Let us verify that $d_2$ is a metric. The only thing which is not trivial is the triangle inequality. For $x,y,z \in \mathbb{R}$ we have to show $d_2(x,y) \le d_2(x,z) + d_2(z,y)$. This is trivially true if $y = x$. In case $y \ne x$ we may w.l.o.g. assume that $y > x$, i.e. $y = x + r$ with $r > 0$.
(a) $z \le x$. Then $\lvert y - x \rvert \le \lvert z - x \rvert$, hence $d_2(x,y) \le d_2(x,z)$. The triangle inequality follows.
(b) $z \ge y$. Similar!
(c) $x < z < y$.
(c1) $r \le 1$. This reduces to the triangle inequality for $d_1$.
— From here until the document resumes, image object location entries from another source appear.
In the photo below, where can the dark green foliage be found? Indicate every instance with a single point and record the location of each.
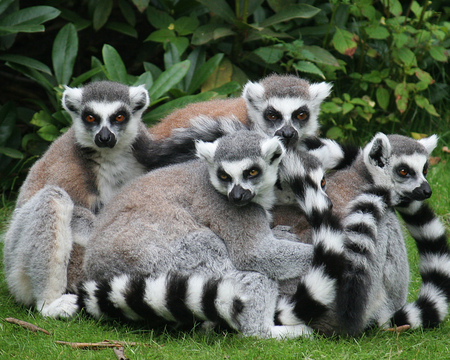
(387, 61)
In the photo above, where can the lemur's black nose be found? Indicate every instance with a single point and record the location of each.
(422, 192)
(105, 138)
(240, 196)
(288, 135)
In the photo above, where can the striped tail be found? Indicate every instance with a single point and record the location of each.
(431, 306)
(361, 228)
(336, 277)
(180, 146)
(167, 298)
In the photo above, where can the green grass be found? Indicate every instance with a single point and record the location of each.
(16, 342)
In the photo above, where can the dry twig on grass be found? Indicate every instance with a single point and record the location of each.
(99, 345)
(26, 325)
(119, 352)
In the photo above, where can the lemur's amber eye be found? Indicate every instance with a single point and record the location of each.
(302, 115)
(224, 176)
(253, 172)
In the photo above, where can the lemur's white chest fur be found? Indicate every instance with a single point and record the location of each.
(114, 169)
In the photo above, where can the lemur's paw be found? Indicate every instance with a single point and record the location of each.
(282, 332)
(64, 307)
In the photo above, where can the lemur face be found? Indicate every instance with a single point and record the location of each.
(400, 163)
(243, 166)
(105, 114)
(285, 106)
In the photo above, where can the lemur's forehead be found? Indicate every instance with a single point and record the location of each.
(104, 109)
(235, 168)
(415, 161)
(243, 144)
(285, 86)
(287, 105)
(106, 92)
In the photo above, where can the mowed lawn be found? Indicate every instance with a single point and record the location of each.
(144, 343)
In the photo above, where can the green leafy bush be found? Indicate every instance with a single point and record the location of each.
(387, 61)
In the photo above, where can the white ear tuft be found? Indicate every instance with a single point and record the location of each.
(139, 98)
(206, 150)
(252, 92)
(429, 143)
(378, 151)
(319, 91)
(71, 99)
(272, 150)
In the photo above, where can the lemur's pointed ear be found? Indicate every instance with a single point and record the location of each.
(429, 143)
(139, 98)
(272, 150)
(252, 92)
(319, 91)
(206, 150)
(71, 99)
(378, 151)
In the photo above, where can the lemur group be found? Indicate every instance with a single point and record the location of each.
(230, 213)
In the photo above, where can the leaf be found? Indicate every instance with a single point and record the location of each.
(114, 65)
(168, 79)
(308, 67)
(159, 19)
(334, 133)
(377, 32)
(220, 78)
(318, 55)
(49, 132)
(26, 61)
(5, 30)
(12, 153)
(7, 121)
(424, 76)
(141, 4)
(211, 32)
(382, 95)
(343, 42)
(128, 12)
(204, 71)
(394, 6)
(302, 11)
(102, 11)
(221, 9)
(330, 107)
(167, 108)
(269, 54)
(145, 79)
(33, 15)
(401, 97)
(406, 56)
(186, 25)
(41, 119)
(122, 28)
(64, 53)
(161, 36)
(439, 53)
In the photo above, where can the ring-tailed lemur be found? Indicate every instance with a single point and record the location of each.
(278, 105)
(375, 283)
(107, 146)
(201, 255)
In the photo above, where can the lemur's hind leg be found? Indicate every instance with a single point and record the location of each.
(37, 250)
(c2) $r > 1$. Write $z = x + s$ with $0 < s < r$.
(c2.1) $s \le 1$ and $r - s \le 1$. Then we have to show $\sqrt{r} \le s + (r - s) = r$ which is true since $r > 1$.
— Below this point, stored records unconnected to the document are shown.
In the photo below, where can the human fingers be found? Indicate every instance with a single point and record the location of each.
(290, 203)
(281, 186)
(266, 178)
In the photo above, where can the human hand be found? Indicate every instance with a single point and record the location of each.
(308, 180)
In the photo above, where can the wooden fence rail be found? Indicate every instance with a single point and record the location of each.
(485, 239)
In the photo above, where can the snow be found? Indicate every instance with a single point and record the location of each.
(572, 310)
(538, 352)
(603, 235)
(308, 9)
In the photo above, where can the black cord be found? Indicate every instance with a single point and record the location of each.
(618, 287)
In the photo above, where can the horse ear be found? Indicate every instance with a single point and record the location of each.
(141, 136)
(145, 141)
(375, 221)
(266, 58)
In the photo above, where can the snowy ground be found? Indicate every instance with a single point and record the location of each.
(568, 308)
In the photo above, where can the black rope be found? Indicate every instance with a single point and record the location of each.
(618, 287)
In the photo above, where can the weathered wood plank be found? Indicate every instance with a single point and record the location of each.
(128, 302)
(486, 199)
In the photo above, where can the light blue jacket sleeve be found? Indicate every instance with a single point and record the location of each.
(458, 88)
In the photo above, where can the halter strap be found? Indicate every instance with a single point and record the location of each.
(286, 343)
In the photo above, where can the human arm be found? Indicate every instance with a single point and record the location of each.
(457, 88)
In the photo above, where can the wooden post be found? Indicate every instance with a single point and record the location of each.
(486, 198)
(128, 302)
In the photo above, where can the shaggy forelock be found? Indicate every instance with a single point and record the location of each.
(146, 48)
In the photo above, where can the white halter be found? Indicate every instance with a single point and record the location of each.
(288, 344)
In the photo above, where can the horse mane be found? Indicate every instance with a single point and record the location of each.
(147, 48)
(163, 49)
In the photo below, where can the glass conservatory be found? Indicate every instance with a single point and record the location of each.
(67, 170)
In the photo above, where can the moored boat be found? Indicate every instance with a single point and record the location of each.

(c2.2) $s \le 1$ and $r - s > 1$. Then we have to show $\sqrt{r} \le s + \sqrt{r - s}$. This follows from $(*)$.
(c2.3) $s > 1$ and $r - s \le 1$. Then we have to show $\sqrt{r} \le \sqrt{s} + (r - s) $. This follows agaim from $(*)$.
(c2.4) $s > 1$ and $r - s > 1$. Then we have to show $\sqrt{r} \le \sqrt{s} + \sqrt{r - s}$. This is obvious (take the squares of both sides).
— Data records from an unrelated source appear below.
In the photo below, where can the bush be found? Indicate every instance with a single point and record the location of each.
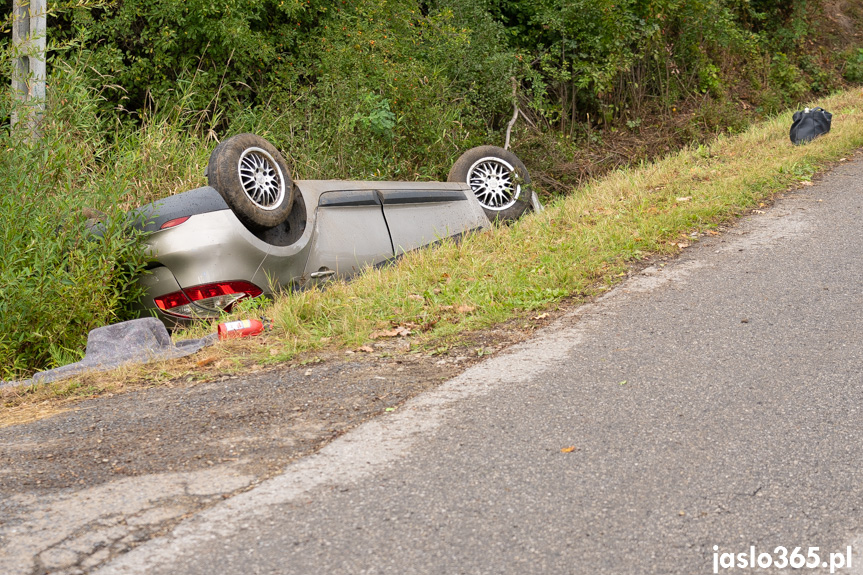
(60, 280)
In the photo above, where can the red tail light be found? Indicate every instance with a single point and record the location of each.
(174, 222)
(207, 300)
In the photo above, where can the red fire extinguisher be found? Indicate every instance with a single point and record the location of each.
(242, 328)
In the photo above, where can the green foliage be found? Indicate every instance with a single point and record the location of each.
(62, 276)
(854, 66)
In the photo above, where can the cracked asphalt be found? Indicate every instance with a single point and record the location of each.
(705, 406)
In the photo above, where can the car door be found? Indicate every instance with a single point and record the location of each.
(350, 234)
(418, 217)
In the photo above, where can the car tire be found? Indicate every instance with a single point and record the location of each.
(498, 179)
(254, 179)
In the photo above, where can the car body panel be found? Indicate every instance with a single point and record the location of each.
(346, 227)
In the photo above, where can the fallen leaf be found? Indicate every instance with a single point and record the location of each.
(395, 332)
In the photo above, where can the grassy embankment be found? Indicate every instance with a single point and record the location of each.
(578, 247)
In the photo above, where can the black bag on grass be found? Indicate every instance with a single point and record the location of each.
(809, 124)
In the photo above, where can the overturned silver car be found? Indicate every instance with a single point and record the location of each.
(254, 231)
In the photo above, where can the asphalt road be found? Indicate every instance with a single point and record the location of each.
(713, 404)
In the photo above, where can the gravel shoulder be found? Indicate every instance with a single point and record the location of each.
(82, 487)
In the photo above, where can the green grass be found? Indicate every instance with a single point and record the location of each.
(574, 248)
(578, 247)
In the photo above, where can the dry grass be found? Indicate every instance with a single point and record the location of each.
(575, 248)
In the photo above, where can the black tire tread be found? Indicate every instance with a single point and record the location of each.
(459, 173)
(223, 176)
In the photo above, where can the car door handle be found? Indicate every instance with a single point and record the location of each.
(322, 274)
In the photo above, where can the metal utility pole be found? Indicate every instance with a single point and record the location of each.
(28, 74)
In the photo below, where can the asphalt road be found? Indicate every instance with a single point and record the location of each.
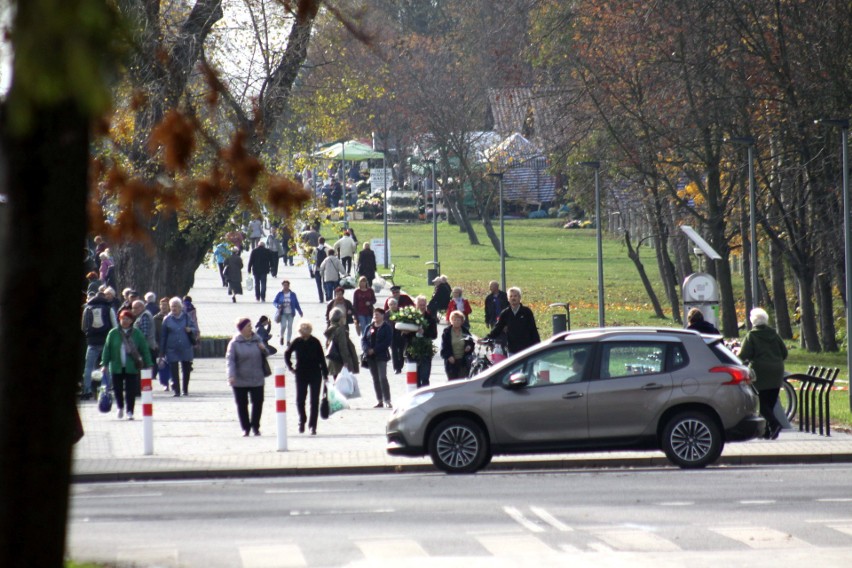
(745, 516)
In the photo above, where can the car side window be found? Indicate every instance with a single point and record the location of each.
(568, 364)
(632, 358)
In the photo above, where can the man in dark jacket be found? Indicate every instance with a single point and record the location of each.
(259, 266)
(495, 302)
(519, 324)
(98, 319)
$d_1$ are $d_2$ are uniformly equivalent because $d_2(x,y) \le d_1(x,y)$ and $d_2(x,y) < \min(1,\epsilon)$ implies $d_1(x,y) < \epsilon$ (in fact, we have $d_2(x,y) < 1$ which is only possible when $\lvert y - x \rvert < 1$ so that $d_1(x,y) = d_2(x,y) < \epsilon $).
$d_1$ and $d_2$ have the same bounded sets. If $B$ is bounded with respect to $d_1$, then it is obviously respect to $d_2$. Let $B$ be unbounded with respect to $d_1$. Then there exist $x_n,y_n \in B$ such that $d_1(x_n,y_n) \ge n$. But then $d_2(x_n,y_n) \ge \sqrt{n}$, hence $B$ be unbounded with respect to $d_2$.
$d_1$ and $d_2$ are not Hölder equivalent. Assume there are $C > 0$ and $\alpha \in (0,1]$ such that $d_1(x,y) \le C (d_2(x,y))^\alpha$. For $\lvert y - x \rvert \ge 1$ this means $\lvert y - x \rvert \le C \lvert y - x \rvert^{\alpha/2}$, i.e. $\lvert y - x \rvert^{1 - \alpha/2} \le C$. But $1 - \alpha/2 \in [1/2,1)$, hence $\lvert y - x \rvert^{1 - \alpha/2}$ cannot bounded by any constant $C$. This is a contradiction.
Best Answer
The textbook you linked distinguishes between $3$ types of equivalence:
•strong equivalence
•uniform equivalence &
•equivalence.
Evidently the condition that the identity map and its inverse be uniformly continuous corresponds to uniform equivalence. But strong equivalence is stronger, and is the one for which bounded sets are preserved.
As pointed out in the text, $\rho\le C\sigma$ may fail under uniform equivalence. In particular, it may fail when $\sigma =\frac{\rho}{1+\rho}$.